In my previous post I revealed how the portraits of Sandro Botticelli and Hugo van der Goes featured in corresponding versions of the Adoration of the Magi, suggesting that Van der Goes may have visited Florence in connection with his painting of the Adoration of the Shepherds, commissioned for the church of the hospital of Santa Maria Nuova.
Further research has produced evidence to suggest that Botticelli likely travelled to Flanders and, in particular, to the Flemish region of Brabant and the city of Leuven, now part of Belgium.
While in Louven, for whatever reason, it appears that Botticelli visited St Peter’s church and laid eyes on the famous altarpiece (still displayed there) painted by Dieric Bouts – the Altarpiece of the Holy Sacrament. The triptych was commissioned in 1464 and completed four years later in 1468.
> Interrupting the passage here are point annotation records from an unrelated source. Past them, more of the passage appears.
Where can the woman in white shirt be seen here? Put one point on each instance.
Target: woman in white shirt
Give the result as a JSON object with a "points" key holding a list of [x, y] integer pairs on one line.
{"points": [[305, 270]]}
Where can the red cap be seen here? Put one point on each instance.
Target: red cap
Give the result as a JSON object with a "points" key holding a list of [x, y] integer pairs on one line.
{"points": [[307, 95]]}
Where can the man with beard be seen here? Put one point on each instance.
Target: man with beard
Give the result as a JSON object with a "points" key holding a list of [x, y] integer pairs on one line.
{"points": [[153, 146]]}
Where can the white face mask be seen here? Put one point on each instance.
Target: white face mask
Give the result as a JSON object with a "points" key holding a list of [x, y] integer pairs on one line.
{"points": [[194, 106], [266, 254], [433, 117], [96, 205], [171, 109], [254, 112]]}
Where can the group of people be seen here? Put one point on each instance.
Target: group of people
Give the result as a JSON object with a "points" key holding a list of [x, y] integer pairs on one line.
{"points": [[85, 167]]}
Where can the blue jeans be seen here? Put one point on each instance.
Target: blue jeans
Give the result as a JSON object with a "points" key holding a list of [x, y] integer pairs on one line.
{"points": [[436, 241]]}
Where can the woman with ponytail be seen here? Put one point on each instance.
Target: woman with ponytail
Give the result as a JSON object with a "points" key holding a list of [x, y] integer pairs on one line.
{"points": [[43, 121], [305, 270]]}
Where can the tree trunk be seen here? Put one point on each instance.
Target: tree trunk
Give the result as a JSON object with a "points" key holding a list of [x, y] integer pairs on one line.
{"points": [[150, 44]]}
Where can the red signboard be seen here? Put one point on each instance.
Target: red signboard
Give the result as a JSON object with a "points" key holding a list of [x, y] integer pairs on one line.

As Bouts died in May 1475, it is likely that Botticelli’s visit would have occurred sometime during a seven year span between 1468 and the early part of 1475.
Botticelli’s Uffizi version of the Adoration of the Magi incorporates in detail some of the iconography and ideas embedded in the Bouts triptych, particularly in the centre panel depicting the Last Supper. I can only assume that this detailed knowledge was given to Botticelli by Dieric Bouts himself, which may further explain why Hugo van der Goes, a close associate of Bouts, placed portraits of the two artists side by side in his Adoration triptych known as the Montforte Altarpiece.